Tuesday, 5 March 2013 | By Michelle Hammond

The cash rate has been left unchanged at 3%, in line with economists’ predictions, although the Reserve Bank said the exchange rate remains “higher than might have been expected” while demand for credit is low.


According to RBA governor Glenn Stevens, global growth is forecast to be a little below average “for a time”, but said the downside risks appear to have lessened over recent months.


“The United States is experiencing a moderate expansion, and financial strains in Europe are considerably reduced compared with the situation through much of last year,” Stevens said.


“Growth in China has stabilised at a fairly robust pace. Around Asia generally… there are signs of stabilisation.


“In Australia, most indicators available for this meeting suggest that growth was close to trend over 2012, led by very large increases in capital spending in the resources sector, while some other sectors experienced weaker conditions.


“The peak in resource investment is approaching. As it does, there will be more scope for some other areas of demand to strengthen.”


As in previous months, Stevens said while there is moderate growth in private consumption spending, a return to the very strong growth of some years ago is unlikely.


“Inflation is consistent with the medium-term target, with both headline CPI and underlying measures at around 2.25% per cent on the latest reading,” he said.


“Looking ahead, with the labour market softening somewhat and unemployment edging higher, conditions are working to contain pressure on labour costs.


“Moreover, businesses are focusing on lifting efficiency under conditions of moderate demand growth.
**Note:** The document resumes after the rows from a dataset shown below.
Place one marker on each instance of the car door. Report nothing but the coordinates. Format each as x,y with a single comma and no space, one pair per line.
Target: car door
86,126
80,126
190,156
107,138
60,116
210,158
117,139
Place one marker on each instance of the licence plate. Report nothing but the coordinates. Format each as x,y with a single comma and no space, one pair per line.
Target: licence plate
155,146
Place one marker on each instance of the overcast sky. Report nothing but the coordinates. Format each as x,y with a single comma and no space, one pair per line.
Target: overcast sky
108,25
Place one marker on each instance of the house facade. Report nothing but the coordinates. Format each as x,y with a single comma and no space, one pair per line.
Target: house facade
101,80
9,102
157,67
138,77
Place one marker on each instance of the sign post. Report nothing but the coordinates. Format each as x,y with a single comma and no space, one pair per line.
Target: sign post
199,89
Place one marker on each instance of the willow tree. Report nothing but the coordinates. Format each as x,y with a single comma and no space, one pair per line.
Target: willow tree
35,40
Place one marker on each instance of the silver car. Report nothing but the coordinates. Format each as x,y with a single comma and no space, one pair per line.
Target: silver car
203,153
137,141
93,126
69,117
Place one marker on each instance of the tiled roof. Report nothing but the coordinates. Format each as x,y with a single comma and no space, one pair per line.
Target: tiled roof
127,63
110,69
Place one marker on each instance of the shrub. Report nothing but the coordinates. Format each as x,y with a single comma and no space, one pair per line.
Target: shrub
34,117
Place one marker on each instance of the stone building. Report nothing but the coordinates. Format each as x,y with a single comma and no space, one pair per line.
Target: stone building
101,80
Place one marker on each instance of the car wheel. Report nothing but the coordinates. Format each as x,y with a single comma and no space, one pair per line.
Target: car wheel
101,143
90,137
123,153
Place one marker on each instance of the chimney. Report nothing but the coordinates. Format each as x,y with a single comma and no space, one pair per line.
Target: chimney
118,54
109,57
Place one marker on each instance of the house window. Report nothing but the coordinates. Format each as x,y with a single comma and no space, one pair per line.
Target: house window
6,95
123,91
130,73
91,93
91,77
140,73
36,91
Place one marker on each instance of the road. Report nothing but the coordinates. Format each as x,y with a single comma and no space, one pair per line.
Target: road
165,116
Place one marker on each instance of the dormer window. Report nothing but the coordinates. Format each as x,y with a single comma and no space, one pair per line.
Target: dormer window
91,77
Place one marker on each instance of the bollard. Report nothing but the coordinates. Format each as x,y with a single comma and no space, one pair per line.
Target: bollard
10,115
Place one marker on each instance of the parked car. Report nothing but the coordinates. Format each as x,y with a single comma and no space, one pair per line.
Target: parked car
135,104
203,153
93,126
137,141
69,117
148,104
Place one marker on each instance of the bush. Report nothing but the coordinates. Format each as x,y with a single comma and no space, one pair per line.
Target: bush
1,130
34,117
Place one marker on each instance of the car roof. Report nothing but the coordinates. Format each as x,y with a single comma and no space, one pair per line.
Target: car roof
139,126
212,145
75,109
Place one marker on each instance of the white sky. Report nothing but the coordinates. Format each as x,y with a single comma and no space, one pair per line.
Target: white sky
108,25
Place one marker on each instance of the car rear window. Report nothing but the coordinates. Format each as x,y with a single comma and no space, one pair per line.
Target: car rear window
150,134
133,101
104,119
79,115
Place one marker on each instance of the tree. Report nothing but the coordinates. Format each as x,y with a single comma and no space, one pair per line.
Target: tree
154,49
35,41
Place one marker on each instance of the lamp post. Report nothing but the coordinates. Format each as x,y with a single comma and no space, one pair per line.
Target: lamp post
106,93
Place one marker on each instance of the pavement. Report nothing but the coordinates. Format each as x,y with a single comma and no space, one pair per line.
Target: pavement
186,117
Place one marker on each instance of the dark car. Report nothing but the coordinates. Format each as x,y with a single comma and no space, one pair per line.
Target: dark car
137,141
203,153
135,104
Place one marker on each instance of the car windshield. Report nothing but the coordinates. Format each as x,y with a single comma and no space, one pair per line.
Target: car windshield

These trends should help to keep inflation low.


“The bank’s assessment remains that inflation will be consistent with the target over the next one to two years.”


Stevens said while there was a significant easing in monetary policy during 2012, the full impact of that will take more time to become apparent.


“[However,] there are signs that the easier conditions are having some of the expected effects,” he said.


“On the other hand, the exchange rate remains higher than might have been expected… and the demand for credit is low, as some households and firms continue to seek lower debt levels.”


“The board’s view is that with inflation likely to be consistent with the target, and with growth likely to be a little below trend over the coming year, an accommodative stance of monetary policy is appropriate.


“The inflation outlook, as assessed at present, would afford scope to ease policy further, should that be necessary to support demand.”